According to a 1946 document compiled by Israel Trivus and submitted by David Ben-Gurion to the Anglo-American Committee of Inquiry (titled “No Arab Majority in the Land of Israel”), if one accepted the official British Mandate statistics – which echoed the Arab numbers with no scrutiny (as is the current practice) – then Arab natural increase in the Land of Israel was the highest in human history, dramatically higher than customary in the Arab world.

The 2018 demographic reality

Contrary to political correctness, which has embraced demographic fatalism – repeatedly frustrated by reality – this article has embraced due diligence, documenting the reality of Jewish demographic momentum.

In 2018 – irrespective of the international norm to regurgitate official demographic numbers without due diligence – there are 1.85 million Arabs in Judea and Samaria (not 3 million as claimed by the PCBS), 1.6 million Israeli Muslim Arabs, 130,000 Israeli Druze, 130,000 Israeli Christian Arabs, and seven million Jews – a 65.5 percent Jewish majority in the combined area of pre-1967 Israel, Judea, and Samaria, compared with a 9 percent Jewish minority in 1900 and a 39 percent minority in 1947. While Arab demography has undergone powerful Westernization, Jewish demography has benefited from a robust demographic tailwind of fertility and an annual net immigration of 25,000-30,000 in recent years.

The latter has been the most critical growth engine for the Jewish state, representing a core value of the Zionist idea: the ingathering (aliyah) to the homeland. In 2018 there is a unique window of opportunity for another wave of aliyah from France, Germany, Russia, Ukraine, Britain, additional European countries, Argentina, the United States, and so on. Such a wave would follow the waves that have enriched the Jewish state every 20 years since 1882, provided that Jerusalem revives the proactive aliyah policy that was implemented by all prime ministers until 1992 but replaced since that time by a proactive absorption policy.

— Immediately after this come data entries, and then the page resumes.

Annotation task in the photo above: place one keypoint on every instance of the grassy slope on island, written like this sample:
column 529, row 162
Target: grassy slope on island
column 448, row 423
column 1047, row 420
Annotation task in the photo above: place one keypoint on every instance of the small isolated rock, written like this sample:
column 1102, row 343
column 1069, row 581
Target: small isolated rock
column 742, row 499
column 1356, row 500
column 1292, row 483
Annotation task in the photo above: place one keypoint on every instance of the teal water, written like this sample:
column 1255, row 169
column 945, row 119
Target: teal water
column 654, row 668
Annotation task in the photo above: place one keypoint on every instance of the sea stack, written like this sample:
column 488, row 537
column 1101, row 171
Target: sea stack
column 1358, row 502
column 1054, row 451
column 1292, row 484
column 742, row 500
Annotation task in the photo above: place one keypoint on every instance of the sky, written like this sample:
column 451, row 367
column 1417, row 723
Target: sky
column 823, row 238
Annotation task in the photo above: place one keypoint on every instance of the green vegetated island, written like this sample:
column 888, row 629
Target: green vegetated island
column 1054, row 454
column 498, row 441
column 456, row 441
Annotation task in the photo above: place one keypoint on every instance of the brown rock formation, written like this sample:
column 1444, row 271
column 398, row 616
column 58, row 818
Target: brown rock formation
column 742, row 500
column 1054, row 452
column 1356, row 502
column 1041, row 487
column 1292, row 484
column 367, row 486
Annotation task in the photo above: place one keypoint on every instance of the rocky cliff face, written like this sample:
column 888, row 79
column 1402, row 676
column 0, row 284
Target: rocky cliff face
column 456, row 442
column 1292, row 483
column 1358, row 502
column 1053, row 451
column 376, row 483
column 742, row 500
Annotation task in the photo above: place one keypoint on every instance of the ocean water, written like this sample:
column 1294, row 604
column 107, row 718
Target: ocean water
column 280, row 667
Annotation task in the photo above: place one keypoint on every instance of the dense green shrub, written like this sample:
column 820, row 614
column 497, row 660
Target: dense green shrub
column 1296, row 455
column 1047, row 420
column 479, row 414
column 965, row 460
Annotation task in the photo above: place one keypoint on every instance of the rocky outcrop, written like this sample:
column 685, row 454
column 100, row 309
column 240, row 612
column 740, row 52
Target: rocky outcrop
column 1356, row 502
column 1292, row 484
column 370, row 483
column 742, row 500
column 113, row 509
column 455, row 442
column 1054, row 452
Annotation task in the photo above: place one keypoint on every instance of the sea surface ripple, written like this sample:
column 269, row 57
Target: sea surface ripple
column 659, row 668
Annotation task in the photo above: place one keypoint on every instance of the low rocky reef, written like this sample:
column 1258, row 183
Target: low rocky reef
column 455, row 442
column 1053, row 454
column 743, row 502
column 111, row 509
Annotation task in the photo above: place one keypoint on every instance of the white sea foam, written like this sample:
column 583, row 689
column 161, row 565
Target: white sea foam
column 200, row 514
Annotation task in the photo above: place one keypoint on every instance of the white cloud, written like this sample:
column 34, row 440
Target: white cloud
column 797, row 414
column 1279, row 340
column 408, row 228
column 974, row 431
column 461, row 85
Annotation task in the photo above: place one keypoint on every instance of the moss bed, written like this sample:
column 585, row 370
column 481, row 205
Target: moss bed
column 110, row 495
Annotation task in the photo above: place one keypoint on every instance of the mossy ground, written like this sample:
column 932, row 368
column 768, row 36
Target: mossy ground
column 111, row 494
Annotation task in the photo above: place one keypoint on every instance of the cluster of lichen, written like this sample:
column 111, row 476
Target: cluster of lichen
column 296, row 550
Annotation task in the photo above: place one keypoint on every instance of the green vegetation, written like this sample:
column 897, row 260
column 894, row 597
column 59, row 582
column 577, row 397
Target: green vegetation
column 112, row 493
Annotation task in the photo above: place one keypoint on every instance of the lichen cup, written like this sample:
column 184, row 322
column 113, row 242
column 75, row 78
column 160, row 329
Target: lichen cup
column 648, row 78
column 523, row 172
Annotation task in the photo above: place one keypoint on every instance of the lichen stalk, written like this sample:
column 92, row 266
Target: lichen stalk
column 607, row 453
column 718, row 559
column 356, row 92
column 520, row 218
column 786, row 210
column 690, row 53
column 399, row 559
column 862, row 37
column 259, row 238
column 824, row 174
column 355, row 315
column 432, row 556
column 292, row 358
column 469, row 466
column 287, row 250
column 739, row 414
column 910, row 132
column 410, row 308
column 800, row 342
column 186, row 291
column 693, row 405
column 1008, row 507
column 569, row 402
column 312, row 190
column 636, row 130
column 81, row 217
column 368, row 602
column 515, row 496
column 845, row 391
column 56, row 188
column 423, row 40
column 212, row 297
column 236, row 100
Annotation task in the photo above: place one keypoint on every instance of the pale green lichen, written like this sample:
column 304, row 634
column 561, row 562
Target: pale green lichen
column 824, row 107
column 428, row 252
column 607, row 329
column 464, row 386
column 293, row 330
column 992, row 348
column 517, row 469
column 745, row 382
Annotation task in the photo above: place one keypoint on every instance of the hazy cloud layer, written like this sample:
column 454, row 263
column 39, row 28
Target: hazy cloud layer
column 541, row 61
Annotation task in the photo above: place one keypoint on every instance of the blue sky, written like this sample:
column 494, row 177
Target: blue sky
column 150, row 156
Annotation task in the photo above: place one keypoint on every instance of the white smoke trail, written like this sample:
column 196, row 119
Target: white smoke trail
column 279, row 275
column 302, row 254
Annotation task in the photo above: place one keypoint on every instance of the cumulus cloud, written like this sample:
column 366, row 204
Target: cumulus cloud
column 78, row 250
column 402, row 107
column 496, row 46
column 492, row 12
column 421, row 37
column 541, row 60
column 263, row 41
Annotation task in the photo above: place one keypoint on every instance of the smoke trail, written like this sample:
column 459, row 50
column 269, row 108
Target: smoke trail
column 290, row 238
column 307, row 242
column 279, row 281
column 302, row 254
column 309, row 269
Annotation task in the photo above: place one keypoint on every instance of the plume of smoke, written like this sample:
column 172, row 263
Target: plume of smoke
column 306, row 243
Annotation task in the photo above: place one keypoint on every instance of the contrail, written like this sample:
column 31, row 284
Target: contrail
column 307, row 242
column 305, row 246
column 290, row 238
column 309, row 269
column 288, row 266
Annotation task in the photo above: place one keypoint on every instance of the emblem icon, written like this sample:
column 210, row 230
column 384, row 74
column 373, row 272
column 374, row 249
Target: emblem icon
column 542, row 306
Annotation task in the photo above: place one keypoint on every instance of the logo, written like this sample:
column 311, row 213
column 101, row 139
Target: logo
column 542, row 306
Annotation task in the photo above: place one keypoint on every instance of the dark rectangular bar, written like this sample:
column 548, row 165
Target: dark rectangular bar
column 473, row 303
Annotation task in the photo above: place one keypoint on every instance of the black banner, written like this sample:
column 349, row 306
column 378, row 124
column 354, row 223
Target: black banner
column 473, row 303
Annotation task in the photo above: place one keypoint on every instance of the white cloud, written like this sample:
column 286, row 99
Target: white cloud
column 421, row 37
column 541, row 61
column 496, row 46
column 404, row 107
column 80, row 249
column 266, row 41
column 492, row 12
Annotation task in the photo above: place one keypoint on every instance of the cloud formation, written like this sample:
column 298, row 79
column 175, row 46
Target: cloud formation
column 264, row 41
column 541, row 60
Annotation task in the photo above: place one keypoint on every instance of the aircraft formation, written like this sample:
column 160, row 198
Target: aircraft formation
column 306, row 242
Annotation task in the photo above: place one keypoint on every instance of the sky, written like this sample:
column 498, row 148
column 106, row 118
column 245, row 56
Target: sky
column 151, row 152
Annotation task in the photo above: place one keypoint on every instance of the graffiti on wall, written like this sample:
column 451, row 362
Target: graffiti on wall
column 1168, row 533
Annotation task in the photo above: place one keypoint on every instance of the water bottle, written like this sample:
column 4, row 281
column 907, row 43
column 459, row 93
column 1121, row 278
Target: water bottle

In 2018 Israel is the only Western democracy and advanced economy endowed with a relatively high rate of fertility, which facilitates the sustained growth of the economy as well as a potential expansion of the military ranks – if necessary – while boosting the level of national optimism.

Against the backdrop of the aforementioned demographic documentation, the suggestion that the Jewish state is facing an Arab demographic time bomb is either dramatically mistaken or outrageously misleading. Or both.